BACKGROUND

COVID-19 has caused significant mortality worldwide.1 Within the USA, marked geographic differences in incidence, hospitalization, and death have been reported.2 Better characterization of populations at increased risk for death from COVID-19 is needed, including from long-term care facilities (LTCF). We describe the demographic and clinical characteristics of the first 50 fatalities with COVID-19 in San Francisco.

METHODS

All San Francisco residents who die with laboratory-confirmed COVID-19 infection are reported to the San Francisco Department of Public Health (SFDPH). We reviewed case report forms, medical records, and death certificate data for demographics, clinical presentation, and hospital course when applicable. Cause of death was not considered to be due to COVID-19 if not listed as the underlying cause of death on both the death certificate and medical record. These activities were public health surveillance, and not research; therefore, institutional review board review was not obtained.

RESULTS

From March 5 to July 14, 2020, 50 decedents with confirmed COVID-19 were reported. Of these, 46 had COVID-19 listed as the underlying cause of death and four were assessed as being unrelated to COVID-19; the non-COVID-19 causes of deaths were abdominal perforation, liver laceration, splenic laceration, and urosepsis.

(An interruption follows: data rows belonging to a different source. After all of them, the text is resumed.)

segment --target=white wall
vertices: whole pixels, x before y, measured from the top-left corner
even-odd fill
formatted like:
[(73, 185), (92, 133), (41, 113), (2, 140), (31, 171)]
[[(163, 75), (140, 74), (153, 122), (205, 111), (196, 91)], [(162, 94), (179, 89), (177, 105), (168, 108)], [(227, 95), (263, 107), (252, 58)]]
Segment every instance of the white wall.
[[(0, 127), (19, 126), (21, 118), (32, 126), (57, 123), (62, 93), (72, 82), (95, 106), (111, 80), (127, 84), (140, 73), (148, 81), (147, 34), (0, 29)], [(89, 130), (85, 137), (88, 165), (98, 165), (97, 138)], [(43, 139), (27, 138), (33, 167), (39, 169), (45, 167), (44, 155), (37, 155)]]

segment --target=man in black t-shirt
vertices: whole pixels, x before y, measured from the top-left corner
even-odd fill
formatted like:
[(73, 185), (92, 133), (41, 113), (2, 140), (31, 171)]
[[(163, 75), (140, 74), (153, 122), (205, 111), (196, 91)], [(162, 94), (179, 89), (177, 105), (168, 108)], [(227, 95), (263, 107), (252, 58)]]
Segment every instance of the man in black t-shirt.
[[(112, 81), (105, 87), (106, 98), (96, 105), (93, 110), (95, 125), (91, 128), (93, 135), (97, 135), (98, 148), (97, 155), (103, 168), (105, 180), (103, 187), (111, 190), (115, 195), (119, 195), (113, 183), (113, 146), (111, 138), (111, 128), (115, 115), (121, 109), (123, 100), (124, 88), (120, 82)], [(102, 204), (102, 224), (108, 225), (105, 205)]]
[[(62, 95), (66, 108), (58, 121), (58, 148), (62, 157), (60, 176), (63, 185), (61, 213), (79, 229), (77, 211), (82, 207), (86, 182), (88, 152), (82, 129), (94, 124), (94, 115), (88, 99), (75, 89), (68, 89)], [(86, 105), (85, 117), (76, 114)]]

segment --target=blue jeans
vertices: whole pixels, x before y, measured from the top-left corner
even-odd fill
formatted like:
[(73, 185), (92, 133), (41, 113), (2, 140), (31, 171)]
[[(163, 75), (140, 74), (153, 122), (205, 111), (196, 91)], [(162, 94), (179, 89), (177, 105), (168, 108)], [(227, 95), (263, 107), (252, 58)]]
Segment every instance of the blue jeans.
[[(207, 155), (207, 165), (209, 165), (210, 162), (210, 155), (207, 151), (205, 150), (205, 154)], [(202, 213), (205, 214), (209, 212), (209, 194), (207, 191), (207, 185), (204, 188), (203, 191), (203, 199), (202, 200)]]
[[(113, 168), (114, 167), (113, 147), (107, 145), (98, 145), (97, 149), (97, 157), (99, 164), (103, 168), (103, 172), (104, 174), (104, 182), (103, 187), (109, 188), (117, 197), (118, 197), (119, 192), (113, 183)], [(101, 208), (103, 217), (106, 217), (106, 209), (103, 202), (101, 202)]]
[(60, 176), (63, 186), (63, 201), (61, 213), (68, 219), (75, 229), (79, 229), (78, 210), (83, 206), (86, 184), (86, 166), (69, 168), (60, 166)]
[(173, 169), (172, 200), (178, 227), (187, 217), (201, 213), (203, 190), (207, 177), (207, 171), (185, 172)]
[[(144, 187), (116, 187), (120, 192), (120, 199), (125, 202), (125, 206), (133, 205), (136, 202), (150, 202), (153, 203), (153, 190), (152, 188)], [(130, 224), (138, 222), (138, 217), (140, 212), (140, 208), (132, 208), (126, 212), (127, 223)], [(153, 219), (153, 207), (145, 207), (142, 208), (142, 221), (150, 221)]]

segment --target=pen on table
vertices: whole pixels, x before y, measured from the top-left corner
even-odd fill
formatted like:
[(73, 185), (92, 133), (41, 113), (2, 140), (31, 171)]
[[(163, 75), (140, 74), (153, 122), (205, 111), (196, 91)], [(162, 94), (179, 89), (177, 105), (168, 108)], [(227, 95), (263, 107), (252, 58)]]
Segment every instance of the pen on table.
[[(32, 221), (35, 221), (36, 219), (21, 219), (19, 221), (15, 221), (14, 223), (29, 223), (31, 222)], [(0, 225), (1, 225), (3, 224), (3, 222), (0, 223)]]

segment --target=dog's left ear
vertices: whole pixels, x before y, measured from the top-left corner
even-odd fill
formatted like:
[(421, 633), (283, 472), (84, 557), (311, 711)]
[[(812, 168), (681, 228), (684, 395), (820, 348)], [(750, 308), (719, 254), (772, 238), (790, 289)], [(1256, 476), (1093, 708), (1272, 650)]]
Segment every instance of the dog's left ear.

The remaining 46 fatalities are described in Table 1. The average age was 81 years (range 30–100), and the most common race-ethnicity was Asian (49%). The most common co-morbidities included dementia (46%), diabetes mellitus (43%), cardiac disease (41%), and chronic lung disease (28%). Common presenting symptoms included dyspnea (48%), fever ≥ 100.0 °F (46%), cough (30%), and altered mental status (25%). Thirty-nine (89%) were hospitalized, 24 (59%) required intensive care, and 19 (44%) were intubated. The mean time from symptom onset to death was 14.1 days (range 4 h–42 days).

Table 1 COVID-19 Fatalities in San Francisco, March 5–July 14, 2020

Twenty-one (46%) decedents resided in a LTCF; most (84%) were designated as DNR/DNI (do not resuscitate or intubate), comfort care, or hospice either preceding or at presentation. Ten (48%) LTCF decedents presented without any fever, cough, and/or dyspnea; in six, altered mental status (e.g., confusion or lethargy) was the sole presenting symptom. When compared to community decedents, LTCF decedents were more likely to have a dementia diagnosis and to present with altered mental status and were less likely to present with cough, be hospitalized, receive intensive care or intubation, or be diagnosed with sepsis or acute renal failure.

DISCUSSION

Consistent with other reports, older adults in San Francisco remain the most likely to die due to COVID-19.1, 2 In San Francisco, as of July 30, 2020, persons ≥ 60 years comprise 14% of COVID-19 infections, yet 90% of deaths.3 Asians accounted for nearly half of deaths, though they comprise only 10.2% of COVID-19 infections in San Francisco.3 In contrast, statewide and nationally, higher proportions of Latinos, Whites, and Blacks have died due to COVID-19.1, 2, 4 This finding may be due to demographics specific to San Francisco; in 2019, of persons ≥ 60 years, 43% were Asian.5

Most decedents had multiple co-morbidities reported by others, including diabetes and chronic cardiac and lung disease.1 However, we found dementia was the most frequent co-morbidity, driven predominantly by LTCF residents who comprised nearly half of our decedents. Additionally, LTCF decedents were more likely to present with altered mental status; nearly half did not present with any typical COVID-19 symptoms of fever, cough, or dyspnea. Presentation with altered mental status has also been reported in older COVID-19 patients presenting to emergency medical services.6 Although we found that LTCF cases were less likely to be hospitalized, receive aggressive medical interventions, or develop complications of sepsis or acute renal failure, they progressed more rapidly to death after symptom onset, likely reflecting the frail, debilitated state of many LTCF residents who are near end-of-life and have a DNR/DNI or comfort care status.

Our findings are a reminder that clinicians should remain vigilant for COVID-19 in older adults with dementia, who may present with atypical signs and symptoms and deteriorate quickly. Populations at risk for dying can vary greatly from region to region, and therefore public health policymakers should utilize local surveillance data to inform and target educational messages and prevention strategies.